After a quick, condensed discussion of some thermodynamic topics, he was hooked. I asked him, “Do you think heat rises?” I could see in the pilot’s eyes that he started to “Think Thermally®”! He answered correctly… “No”.
Many people answer that question incorrectly due to not thinking it through, or hearing that heat rises at some point in school. Heat is energy and it will typically flow from warmer to cooler. However, when air is heated it becomes less dense, making the warmer air molecules rise while the cooler air molecules sink down. The balloon's propane fuel, once lit, is used to heat the air which then rises and becomes trapped inside the balloon. Air, because of its low thermal capacitance, can be heated pretty quickly and once the air inside becomes less dense (weighs less) than the air on the outside of the balloon, lift is achieved.
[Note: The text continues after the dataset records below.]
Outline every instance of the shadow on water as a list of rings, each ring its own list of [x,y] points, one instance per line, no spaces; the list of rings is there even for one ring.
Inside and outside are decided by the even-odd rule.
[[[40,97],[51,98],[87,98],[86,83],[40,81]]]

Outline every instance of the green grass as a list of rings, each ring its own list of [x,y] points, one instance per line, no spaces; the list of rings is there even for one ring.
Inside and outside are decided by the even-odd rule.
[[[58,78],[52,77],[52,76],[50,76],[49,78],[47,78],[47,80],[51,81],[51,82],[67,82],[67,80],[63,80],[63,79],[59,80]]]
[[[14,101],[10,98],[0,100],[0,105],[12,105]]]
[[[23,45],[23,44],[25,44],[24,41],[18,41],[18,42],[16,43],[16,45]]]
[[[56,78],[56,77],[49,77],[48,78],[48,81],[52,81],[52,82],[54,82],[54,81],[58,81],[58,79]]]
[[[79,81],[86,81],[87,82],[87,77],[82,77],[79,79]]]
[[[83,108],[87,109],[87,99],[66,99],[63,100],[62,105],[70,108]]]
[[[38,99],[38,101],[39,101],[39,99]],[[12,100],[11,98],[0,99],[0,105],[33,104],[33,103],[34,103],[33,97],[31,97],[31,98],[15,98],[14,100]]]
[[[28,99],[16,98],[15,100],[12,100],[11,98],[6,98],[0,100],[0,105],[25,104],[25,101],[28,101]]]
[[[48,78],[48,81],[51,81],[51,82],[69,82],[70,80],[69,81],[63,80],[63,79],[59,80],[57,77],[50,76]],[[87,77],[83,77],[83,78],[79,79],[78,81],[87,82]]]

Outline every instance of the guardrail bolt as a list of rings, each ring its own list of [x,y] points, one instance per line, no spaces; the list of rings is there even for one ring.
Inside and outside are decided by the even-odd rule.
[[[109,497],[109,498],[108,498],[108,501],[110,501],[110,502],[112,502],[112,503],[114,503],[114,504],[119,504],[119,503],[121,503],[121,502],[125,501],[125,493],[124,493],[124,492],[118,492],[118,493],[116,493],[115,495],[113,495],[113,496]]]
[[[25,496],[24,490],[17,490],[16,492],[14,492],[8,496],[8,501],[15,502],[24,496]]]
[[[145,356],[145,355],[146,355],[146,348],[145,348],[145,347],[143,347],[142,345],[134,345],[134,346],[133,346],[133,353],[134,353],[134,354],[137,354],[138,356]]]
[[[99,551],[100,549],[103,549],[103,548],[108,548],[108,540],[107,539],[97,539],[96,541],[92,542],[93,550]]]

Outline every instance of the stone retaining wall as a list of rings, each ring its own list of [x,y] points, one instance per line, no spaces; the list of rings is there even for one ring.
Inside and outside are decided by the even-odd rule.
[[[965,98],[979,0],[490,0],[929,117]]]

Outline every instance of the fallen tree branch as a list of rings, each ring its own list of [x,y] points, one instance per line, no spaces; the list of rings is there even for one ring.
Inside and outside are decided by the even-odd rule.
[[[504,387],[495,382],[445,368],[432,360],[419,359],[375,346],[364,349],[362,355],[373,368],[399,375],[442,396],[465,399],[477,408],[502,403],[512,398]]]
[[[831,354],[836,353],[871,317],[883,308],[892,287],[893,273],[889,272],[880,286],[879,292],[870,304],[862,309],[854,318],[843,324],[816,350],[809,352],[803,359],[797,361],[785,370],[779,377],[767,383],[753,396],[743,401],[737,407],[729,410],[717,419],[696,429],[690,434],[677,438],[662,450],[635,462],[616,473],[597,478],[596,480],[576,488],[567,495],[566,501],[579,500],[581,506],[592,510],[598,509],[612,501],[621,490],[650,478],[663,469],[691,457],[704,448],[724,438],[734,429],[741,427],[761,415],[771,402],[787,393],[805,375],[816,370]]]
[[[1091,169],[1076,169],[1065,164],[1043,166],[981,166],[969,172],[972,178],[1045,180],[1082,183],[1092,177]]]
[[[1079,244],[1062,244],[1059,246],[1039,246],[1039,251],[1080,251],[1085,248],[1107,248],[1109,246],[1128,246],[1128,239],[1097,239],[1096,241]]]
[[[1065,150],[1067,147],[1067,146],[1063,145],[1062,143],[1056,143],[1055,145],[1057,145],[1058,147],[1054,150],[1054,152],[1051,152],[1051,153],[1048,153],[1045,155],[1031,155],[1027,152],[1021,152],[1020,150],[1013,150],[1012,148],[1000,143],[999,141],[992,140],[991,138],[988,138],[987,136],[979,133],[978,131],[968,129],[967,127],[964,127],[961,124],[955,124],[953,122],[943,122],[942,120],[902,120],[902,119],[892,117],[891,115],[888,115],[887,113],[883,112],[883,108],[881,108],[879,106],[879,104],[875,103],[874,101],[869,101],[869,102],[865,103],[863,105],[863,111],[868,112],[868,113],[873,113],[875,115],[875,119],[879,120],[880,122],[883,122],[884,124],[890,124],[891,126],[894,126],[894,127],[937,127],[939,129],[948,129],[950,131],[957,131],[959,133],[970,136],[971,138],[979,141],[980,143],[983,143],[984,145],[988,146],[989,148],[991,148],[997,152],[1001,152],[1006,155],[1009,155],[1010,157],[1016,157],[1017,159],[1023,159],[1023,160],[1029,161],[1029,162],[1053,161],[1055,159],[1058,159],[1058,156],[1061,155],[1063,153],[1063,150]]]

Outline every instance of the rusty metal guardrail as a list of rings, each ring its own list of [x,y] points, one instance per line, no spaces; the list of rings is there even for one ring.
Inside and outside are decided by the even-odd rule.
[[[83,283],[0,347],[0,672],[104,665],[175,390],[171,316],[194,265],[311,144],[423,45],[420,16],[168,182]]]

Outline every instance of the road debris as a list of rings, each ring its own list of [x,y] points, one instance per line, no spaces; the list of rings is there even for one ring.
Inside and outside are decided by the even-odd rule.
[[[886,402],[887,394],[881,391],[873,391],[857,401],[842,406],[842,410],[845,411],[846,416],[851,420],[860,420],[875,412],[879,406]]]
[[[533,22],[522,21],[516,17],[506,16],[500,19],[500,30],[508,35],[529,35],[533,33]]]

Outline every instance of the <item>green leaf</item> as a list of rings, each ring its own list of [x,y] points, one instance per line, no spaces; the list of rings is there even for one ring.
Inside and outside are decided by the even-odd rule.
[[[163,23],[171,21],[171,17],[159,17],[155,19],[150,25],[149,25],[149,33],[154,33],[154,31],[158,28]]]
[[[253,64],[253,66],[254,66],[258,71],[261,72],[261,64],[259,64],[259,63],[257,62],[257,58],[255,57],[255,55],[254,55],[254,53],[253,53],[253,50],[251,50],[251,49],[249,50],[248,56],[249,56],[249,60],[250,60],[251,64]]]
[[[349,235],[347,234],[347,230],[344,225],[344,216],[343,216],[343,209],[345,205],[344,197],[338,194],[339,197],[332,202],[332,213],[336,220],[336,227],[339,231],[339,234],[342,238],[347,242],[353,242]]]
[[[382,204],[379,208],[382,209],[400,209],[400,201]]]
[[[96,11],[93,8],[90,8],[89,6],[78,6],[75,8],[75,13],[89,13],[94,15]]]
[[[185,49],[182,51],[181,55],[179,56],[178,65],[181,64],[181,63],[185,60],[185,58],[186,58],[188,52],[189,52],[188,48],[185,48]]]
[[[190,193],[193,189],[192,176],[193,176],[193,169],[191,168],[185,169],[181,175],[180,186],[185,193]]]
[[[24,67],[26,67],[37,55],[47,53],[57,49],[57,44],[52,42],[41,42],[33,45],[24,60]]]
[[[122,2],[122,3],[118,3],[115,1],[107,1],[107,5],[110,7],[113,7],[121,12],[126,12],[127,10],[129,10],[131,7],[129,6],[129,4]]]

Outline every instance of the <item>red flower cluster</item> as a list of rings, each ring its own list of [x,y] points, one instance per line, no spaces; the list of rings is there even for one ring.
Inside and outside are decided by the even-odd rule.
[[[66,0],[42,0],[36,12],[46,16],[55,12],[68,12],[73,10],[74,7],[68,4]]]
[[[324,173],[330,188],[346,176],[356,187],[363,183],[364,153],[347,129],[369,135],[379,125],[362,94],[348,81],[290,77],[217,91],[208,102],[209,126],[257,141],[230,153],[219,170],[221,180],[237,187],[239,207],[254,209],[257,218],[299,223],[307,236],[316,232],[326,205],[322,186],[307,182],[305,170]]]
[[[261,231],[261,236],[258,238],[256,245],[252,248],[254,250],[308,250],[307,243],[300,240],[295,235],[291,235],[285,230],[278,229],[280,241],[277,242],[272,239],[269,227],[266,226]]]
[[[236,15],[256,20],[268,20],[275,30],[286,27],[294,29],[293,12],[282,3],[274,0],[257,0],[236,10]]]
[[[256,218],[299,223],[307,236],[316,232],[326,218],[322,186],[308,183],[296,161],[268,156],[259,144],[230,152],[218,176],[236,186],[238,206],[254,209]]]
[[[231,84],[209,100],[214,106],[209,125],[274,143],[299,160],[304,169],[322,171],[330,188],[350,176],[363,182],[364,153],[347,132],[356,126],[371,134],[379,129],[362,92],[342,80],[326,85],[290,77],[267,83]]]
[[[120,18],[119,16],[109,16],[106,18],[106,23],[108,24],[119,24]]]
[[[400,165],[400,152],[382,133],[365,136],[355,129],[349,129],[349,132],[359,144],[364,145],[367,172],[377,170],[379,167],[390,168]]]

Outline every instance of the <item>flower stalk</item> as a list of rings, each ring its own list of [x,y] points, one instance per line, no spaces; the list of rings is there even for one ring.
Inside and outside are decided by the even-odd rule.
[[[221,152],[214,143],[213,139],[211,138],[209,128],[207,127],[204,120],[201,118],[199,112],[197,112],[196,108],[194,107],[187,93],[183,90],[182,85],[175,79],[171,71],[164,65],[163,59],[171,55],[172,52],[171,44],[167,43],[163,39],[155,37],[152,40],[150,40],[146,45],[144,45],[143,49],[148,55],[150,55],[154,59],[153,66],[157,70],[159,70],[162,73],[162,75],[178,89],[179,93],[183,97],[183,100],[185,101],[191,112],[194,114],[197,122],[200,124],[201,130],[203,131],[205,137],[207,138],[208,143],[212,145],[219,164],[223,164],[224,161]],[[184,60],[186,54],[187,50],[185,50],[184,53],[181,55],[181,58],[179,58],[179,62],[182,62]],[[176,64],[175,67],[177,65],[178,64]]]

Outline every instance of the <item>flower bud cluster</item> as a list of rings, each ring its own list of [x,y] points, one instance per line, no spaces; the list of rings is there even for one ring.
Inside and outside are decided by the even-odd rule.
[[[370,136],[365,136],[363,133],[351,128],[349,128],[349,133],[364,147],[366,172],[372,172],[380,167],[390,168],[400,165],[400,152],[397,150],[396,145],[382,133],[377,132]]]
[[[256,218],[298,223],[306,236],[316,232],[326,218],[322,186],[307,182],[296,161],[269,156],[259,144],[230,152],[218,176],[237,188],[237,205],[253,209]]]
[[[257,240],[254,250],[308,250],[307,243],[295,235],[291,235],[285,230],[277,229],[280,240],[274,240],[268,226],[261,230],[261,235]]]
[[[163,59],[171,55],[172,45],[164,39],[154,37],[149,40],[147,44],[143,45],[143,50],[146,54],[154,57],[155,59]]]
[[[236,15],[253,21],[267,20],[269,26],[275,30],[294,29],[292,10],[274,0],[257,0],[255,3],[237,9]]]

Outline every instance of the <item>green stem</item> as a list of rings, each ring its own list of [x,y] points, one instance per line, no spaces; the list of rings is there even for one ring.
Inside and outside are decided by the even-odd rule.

The pilot had some great questions about heat transfer and the effects of the heat on the materials of the balloon. He was starting to think about the baffles around the middle of the balloon. The baffles are how a pilot can control how much air is being released, which controls the altitude.
The pilot was curious to see if any flaws in the material would show up on an IR camera. The images taken are showing the balloon as it is getting ready for flight. The first image is showing one of the baffles that wasn’t working correctly. At first, the pilot had a hard time getting the balloon to, fill and rise up. After the pilot saw the image, he spoke to the ground crew, and they found one of the baffle lines had a small knot that was hanging up keeping the baffle open.
After the knot was fixed, the balloon lifted at a nice pace. The pilot told me that a balloon must be filled correctly and as evenly as possible. He said that a balloon’s fuel is for flying, so they want to minimize the fuel in getting it filled up.
It was amazing to see how much quicker the balloon lifted after the knotted line was fixed. The pilot seemed happy to run into a thermographer that evening. The pilot said the day before, he was thinking of scrubbing the airshow. He tried multiple times earlier in the week to get a good lift but was unsuccessful as it took too much fuel to fill the balloon properly.
I learned so much about balloons that day. Putting a little thermal thinking to use helped that pilot too. We stayed in touch after that. The pilot owns an infrared camera now and it is part of the Mayflower balloon program. I get a warm feeling now every time I see a hot air balloon.